Since the U.S. election and the string of positive news on Covid-19 vaccines that followed, many investors have been expecting a rotation out of growth stocks in favour of value after a prolonged period of outperformance for the former. Regulation also poses a potential headwind for some mega-cap tech stocks: the U.S. Dept. of Justice launched an antitrust lawsuit against Google in October, and some observers expect harsher treatment for big tech on Capitol Hill.
Stillwagon says he’s not worried about valuations for the TD portfolio’s holdings being too rich.
“We’re not seeing the really aggressive multiple inflation with the mega-cap internet platforms that can get pulled — in our view, unfairly — into the valuation bubble debate and into the rotation debate,” he says. “We’re choosing every day to hold a position in the same way we would choose to initiate a position.”
On the regulatory side, Stillwagon says, he anticipates the U.S. Federal Trade Commission will follow the Dept. of Justice and file an antitrust suit against Facebook. However, he points to U.S. antitrust precedent prioritizing the consumer over competition, adding that mega-cap tech platforms have the advantage of offering consumer-friendly, mostly free services.
The visits Stillwagon would normally undertake to discuss these and other matters with companies’ management teams have been reduced to Zoom calls, which offer one advantage: the CEOs are easier to reach at home.
Still, those calls don’t offer the same experience as spending days on a studio lot with Netflix’s content team, for example, trying to understand why the company is building studio capacity to rival what major production companies built over a century. Site visits help Stillwagon understand a company’s capital allocation and long-term strategy, he says.
“We’re not a ‘secret sauce’ type of investor. [Our strategy] is fundamental, bottom-up research and spending a significant amount of time with the management teams,” Stillwagon says. “That is a different skill set than trying to gauge whether a 200-million paid subscriber base will beat or miss by a couple hundred thousand in a given quarter. Both can be legitimate investment strategies — but you have to play to your strengths.”
Performance of the TD fund
The TD Global Entertainment & Communications Fund’s 10-year annualized return is 19.69% as of Nov. 30, well above the 7.11% for the benchmark Morningstar global markets GR (CAD) index, according to data from Chicago-based Morningstar Inc.

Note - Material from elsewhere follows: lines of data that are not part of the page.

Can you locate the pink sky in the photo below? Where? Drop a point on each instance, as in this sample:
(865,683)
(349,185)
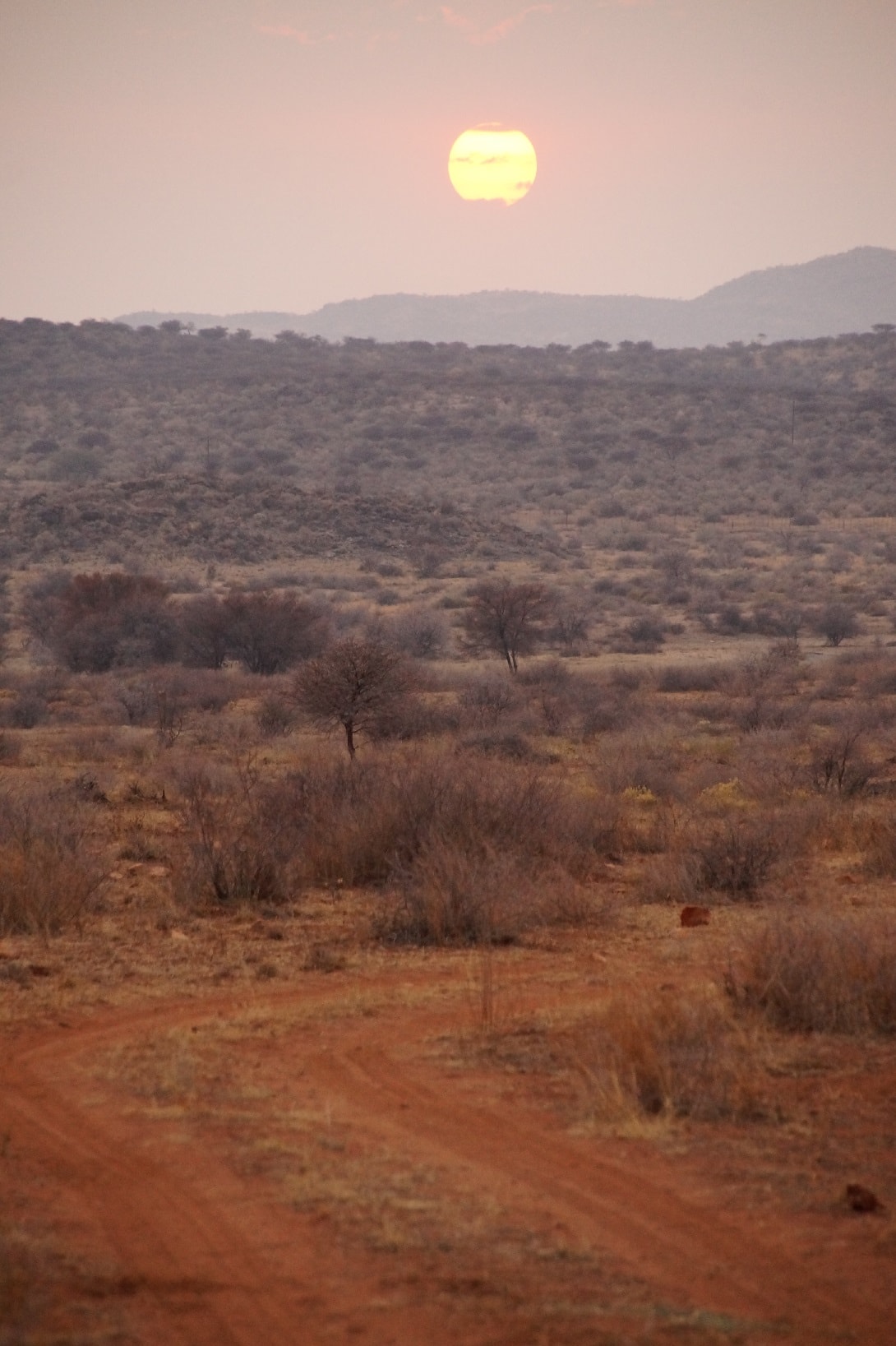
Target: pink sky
(229,155)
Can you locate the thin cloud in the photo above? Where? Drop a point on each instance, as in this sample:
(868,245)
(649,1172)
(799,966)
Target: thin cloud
(481,37)
(285,30)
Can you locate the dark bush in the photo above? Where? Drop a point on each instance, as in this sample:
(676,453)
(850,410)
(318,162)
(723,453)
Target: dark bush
(103,621)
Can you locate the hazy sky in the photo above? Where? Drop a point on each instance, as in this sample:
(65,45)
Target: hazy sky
(226,155)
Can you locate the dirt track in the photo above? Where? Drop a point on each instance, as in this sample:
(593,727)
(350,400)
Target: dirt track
(207,1255)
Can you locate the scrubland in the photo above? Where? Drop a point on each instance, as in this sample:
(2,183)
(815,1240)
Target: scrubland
(562,1008)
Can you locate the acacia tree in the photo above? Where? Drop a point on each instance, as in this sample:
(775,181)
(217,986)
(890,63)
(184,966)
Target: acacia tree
(837,622)
(506,618)
(354,684)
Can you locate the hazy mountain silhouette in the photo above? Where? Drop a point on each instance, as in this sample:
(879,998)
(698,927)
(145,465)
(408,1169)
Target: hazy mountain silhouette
(843,294)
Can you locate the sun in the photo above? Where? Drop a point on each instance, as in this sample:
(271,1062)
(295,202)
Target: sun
(492,163)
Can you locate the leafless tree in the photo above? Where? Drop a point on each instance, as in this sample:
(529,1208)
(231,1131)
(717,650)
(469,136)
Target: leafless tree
(354,686)
(506,618)
(837,622)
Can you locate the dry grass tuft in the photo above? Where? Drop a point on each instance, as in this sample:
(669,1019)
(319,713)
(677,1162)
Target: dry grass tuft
(48,867)
(817,972)
(667,1057)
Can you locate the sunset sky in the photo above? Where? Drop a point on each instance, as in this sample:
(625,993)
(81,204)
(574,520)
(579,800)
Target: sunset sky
(229,155)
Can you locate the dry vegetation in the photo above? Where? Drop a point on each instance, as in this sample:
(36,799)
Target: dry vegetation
(604,633)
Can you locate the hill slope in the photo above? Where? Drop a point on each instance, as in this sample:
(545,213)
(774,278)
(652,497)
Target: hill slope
(847,293)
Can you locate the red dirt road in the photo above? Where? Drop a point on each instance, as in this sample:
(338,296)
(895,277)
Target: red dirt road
(207,1253)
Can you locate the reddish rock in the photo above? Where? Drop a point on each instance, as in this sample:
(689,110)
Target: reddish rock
(695,915)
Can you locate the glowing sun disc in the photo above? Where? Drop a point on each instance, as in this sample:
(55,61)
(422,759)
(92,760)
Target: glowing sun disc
(490,163)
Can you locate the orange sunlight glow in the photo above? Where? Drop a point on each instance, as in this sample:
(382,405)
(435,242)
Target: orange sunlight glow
(490,163)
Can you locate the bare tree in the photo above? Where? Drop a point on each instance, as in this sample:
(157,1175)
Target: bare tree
(837,622)
(354,686)
(272,631)
(506,618)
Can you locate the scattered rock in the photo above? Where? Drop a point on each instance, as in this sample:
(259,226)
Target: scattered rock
(14,971)
(695,915)
(862,1200)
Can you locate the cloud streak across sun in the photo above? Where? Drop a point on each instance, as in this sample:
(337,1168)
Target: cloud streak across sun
(490,163)
(481,37)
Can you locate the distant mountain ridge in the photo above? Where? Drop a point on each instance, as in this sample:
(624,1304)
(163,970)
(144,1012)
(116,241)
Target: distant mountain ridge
(843,293)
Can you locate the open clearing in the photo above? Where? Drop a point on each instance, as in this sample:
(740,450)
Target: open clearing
(389,1154)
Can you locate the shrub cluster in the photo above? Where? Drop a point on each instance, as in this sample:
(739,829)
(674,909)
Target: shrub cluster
(469,851)
(48,867)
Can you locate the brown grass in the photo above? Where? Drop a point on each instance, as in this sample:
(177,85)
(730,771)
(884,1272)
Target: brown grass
(50,871)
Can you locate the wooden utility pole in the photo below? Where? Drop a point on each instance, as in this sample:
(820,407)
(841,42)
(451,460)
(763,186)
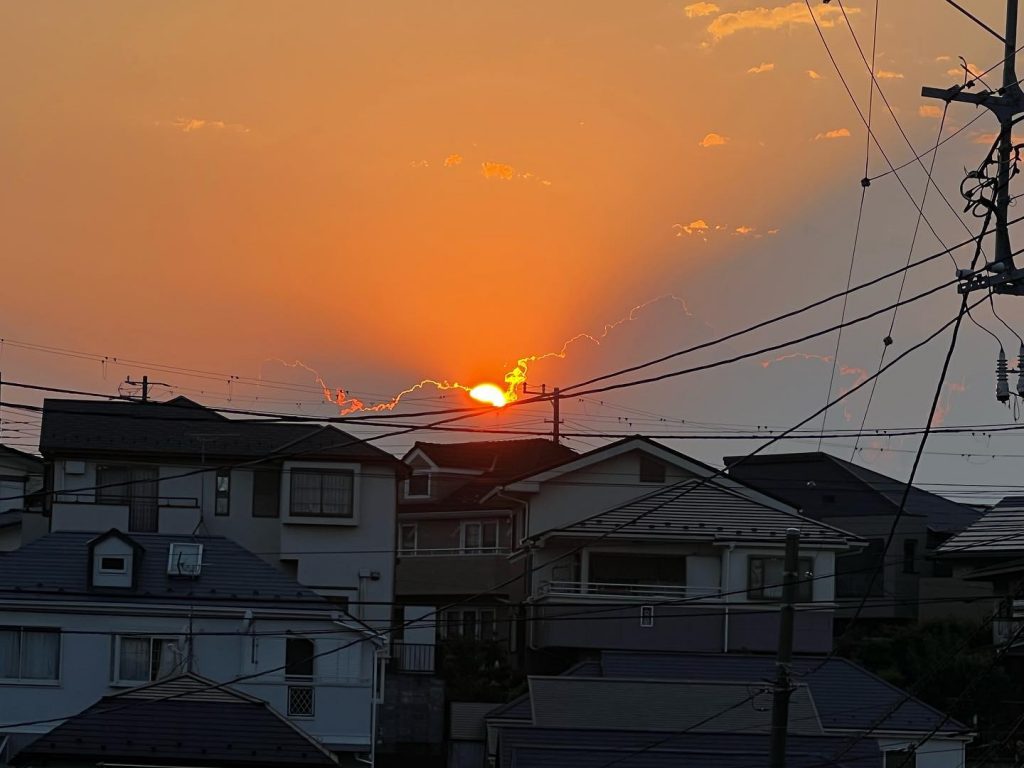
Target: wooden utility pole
(993,193)
(783,686)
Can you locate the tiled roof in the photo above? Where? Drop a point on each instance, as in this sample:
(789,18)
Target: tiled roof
(55,567)
(543,748)
(805,479)
(697,511)
(999,531)
(164,723)
(847,696)
(665,706)
(183,428)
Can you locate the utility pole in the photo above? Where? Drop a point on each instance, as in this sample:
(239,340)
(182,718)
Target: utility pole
(986,195)
(783,686)
(556,418)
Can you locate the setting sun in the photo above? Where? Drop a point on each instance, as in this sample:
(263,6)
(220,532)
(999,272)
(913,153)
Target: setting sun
(488,393)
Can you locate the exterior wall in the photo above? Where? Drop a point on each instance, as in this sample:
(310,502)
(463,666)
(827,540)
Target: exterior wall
(597,488)
(223,647)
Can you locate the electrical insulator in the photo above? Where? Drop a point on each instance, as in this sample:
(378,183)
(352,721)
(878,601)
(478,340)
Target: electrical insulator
(1020,373)
(1001,381)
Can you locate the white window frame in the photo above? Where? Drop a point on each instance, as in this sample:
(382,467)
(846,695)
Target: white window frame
(20,680)
(416,539)
(116,678)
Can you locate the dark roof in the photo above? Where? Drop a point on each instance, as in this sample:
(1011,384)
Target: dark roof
(700,510)
(178,721)
(55,566)
(807,478)
(542,748)
(847,696)
(183,428)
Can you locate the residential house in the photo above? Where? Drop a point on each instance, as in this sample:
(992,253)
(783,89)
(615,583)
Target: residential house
(990,552)
(904,584)
(20,481)
(714,709)
(86,615)
(313,501)
(456,532)
(635,546)
(184,720)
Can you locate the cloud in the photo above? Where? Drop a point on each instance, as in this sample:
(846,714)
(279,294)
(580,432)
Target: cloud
(713,139)
(190,125)
(774,18)
(498,170)
(700,9)
(837,133)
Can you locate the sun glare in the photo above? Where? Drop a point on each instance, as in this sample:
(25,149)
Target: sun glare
(488,393)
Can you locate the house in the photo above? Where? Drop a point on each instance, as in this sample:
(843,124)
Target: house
(656,710)
(84,615)
(456,534)
(184,720)
(990,552)
(20,481)
(316,503)
(635,546)
(907,583)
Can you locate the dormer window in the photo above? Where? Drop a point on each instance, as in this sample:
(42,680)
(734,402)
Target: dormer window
(184,558)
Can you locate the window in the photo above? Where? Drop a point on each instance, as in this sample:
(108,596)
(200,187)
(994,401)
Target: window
(112,564)
(30,653)
(909,555)
(418,485)
(300,701)
(854,573)
(266,493)
(184,558)
(142,659)
(765,576)
(479,537)
(299,652)
(322,494)
(470,624)
(651,470)
(222,493)
(407,539)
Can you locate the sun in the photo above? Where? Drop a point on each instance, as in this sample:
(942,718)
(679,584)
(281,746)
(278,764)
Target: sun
(488,393)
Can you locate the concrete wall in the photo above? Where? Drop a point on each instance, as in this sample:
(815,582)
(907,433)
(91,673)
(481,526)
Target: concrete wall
(342,679)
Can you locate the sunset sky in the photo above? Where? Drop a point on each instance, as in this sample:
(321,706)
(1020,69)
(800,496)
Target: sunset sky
(388,192)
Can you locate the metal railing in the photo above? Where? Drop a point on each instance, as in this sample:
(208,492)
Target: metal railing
(610,589)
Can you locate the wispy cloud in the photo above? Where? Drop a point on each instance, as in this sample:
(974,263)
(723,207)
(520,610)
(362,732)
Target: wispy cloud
(700,9)
(837,133)
(774,18)
(714,139)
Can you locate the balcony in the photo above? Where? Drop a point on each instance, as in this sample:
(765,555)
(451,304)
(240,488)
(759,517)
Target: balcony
(635,591)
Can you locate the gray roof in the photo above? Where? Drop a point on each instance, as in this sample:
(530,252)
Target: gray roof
(183,428)
(544,748)
(180,721)
(55,567)
(998,532)
(665,706)
(705,511)
(824,485)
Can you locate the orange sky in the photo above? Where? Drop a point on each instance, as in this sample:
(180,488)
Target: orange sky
(394,190)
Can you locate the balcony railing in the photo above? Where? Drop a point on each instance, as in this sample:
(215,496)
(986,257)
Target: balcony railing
(454,551)
(414,657)
(609,589)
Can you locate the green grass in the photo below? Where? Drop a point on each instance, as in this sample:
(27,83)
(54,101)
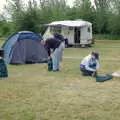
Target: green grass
(33,93)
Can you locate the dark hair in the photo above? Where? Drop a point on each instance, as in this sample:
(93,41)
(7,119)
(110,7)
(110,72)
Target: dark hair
(59,36)
(96,54)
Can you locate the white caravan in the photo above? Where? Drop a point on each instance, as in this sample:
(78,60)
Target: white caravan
(77,32)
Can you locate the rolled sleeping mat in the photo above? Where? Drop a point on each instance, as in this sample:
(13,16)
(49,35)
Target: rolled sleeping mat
(103,78)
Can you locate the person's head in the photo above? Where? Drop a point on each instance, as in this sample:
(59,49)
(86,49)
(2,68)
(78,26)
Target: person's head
(95,55)
(59,36)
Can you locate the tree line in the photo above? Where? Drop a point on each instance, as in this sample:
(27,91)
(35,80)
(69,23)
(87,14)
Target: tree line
(104,15)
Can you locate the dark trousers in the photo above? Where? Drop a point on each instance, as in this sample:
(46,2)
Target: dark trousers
(87,72)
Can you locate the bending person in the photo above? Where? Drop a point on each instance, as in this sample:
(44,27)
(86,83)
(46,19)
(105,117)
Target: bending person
(90,64)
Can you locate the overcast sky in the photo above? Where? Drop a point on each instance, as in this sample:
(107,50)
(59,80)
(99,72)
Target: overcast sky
(2,3)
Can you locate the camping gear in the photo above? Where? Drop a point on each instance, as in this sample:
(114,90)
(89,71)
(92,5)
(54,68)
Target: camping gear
(77,32)
(116,74)
(24,47)
(3,69)
(50,65)
(1,52)
(103,78)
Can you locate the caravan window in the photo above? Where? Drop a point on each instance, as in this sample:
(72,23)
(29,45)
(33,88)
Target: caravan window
(55,29)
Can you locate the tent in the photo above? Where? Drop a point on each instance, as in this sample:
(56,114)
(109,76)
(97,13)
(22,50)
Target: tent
(77,32)
(24,47)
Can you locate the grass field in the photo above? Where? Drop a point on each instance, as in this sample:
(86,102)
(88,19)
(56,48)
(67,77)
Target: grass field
(33,93)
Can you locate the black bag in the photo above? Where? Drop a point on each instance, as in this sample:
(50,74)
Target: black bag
(103,78)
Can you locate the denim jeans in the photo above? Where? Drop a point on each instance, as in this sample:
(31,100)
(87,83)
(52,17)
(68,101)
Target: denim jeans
(57,56)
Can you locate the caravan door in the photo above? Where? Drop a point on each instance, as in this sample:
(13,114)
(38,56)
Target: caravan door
(77,35)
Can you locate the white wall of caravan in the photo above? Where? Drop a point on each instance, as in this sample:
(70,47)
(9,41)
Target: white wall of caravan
(86,34)
(69,34)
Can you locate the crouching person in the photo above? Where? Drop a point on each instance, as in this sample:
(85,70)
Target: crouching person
(3,67)
(90,65)
(56,45)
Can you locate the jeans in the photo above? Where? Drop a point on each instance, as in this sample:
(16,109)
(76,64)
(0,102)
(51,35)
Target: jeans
(57,56)
(87,72)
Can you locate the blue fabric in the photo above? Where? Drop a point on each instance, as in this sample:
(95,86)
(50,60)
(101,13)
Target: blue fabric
(29,36)
(8,46)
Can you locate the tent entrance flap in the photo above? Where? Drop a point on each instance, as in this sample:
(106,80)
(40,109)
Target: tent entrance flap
(77,35)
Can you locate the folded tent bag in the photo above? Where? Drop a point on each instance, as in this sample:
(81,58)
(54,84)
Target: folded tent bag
(103,78)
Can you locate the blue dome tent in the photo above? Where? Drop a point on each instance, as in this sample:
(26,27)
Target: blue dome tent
(24,47)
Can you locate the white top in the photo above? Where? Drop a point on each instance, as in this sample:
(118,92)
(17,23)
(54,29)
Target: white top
(86,62)
(70,23)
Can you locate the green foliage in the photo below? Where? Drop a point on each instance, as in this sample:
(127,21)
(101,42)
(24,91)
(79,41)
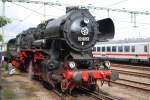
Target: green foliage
(1,38)
(4,21)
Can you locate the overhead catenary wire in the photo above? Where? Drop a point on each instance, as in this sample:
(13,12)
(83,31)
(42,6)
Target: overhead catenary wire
(116,3)
(26,17)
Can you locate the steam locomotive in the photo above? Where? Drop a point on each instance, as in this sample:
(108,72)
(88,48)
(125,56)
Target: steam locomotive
(60,50)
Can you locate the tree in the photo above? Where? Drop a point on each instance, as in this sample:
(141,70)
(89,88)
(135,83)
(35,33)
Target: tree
(4,21)
(1,38)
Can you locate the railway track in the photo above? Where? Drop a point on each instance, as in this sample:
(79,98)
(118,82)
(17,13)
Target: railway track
(146,75)
(95,95)
(131,66)
(133,84)
(98,95)
(136,71)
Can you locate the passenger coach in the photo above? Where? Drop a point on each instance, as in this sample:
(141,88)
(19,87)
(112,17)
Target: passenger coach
(133,51)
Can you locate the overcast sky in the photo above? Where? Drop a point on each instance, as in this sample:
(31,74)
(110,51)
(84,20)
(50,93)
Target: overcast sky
(23,18)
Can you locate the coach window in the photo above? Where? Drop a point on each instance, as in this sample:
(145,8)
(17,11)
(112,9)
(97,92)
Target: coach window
(145,48)
(94,49)
(98,49)
(103,49)
(108,49)
(133,49)
(113,48)
(127,48)
(120,49)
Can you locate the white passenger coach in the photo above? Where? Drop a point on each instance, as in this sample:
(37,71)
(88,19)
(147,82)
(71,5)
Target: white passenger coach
(134,51)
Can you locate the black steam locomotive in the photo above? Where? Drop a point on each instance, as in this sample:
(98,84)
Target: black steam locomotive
(60,50)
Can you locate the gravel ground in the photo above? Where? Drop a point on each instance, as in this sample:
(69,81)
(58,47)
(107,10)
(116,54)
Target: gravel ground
(25,89)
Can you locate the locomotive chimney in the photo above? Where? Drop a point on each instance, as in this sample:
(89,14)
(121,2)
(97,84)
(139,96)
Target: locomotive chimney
(106,29)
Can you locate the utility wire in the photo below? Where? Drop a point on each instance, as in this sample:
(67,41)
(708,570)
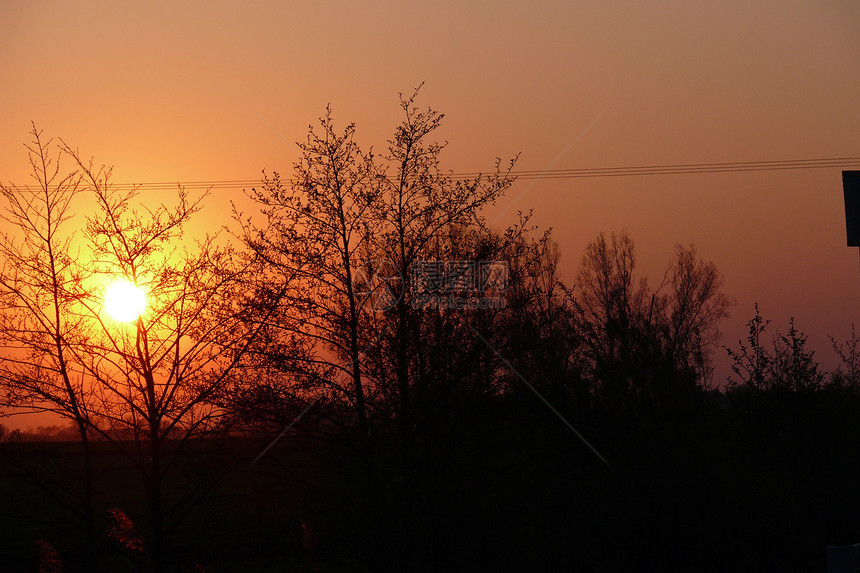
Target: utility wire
(624,171)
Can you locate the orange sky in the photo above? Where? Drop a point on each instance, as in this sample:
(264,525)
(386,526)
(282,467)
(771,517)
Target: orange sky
(176,93)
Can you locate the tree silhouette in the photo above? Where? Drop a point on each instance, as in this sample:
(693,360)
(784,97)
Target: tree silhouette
(644,344)
(41,293)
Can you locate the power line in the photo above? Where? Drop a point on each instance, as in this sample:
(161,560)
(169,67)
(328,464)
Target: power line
(528,175)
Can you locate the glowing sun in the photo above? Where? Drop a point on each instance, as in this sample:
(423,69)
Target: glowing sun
(124,301)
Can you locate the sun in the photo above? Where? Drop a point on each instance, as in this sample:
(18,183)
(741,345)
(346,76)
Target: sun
(124,301)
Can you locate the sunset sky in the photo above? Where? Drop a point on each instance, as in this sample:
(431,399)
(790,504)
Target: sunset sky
(207,91)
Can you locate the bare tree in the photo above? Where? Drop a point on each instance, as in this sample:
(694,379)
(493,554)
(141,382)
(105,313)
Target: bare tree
(158,379)
(637,339)
(41,293)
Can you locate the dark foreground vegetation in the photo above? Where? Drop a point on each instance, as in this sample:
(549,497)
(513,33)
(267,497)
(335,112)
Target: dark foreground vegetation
(368,376)
(750,481)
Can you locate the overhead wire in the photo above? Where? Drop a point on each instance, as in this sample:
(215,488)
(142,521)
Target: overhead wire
(549,174)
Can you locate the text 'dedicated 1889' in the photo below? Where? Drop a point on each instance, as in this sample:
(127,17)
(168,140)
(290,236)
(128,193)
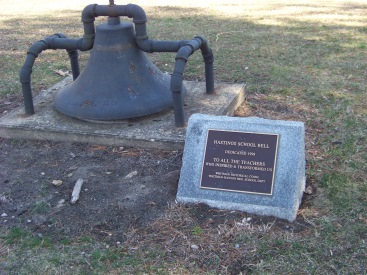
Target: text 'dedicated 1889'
(239,161)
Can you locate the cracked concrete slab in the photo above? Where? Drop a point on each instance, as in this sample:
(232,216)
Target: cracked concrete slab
(155,131)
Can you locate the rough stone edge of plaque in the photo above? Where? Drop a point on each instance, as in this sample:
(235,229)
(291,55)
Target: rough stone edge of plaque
(288,213)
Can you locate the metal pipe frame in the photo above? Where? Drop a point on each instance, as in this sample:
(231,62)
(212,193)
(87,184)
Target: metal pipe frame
(184,49)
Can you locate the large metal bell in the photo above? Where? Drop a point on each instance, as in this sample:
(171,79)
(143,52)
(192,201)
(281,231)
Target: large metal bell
(118,82)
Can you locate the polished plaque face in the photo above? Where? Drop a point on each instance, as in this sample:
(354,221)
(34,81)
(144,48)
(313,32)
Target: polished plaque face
(239,162)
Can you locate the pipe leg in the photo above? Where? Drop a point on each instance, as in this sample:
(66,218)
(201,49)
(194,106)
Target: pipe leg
(178,109)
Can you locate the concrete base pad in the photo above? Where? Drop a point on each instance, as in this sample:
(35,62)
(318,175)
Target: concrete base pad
(155,131)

The fund’s annual returns were in the top quartile for eight of the past 10 calendar years and the fund is positioned to remain there in 2020. Last month, the fund won a Refinitiv Lipper Fund Award for 10-year performance.
The TD fund’s shorter-term performance also is impressive. The five-year average annual gain is 19.15% as of Nov. 30, well ahead of the benchmark’s 8.51%; and the three-year annualized return is 22.92%, compared with 13.53% for the index.
The TD fund’s management expense ratio is 2.83%.
Investment Executive(IE) uses a points-based scoring system to rate Canadian mutual funds that have a minimum record of 10 years. Points are awarded for each year of positive annual returns as well as for relative outperformance and quartile rankings. IE also assesses cumulative 10-year returns, management expense ratios and volatility. Data are courtesy of Morningstar Direct.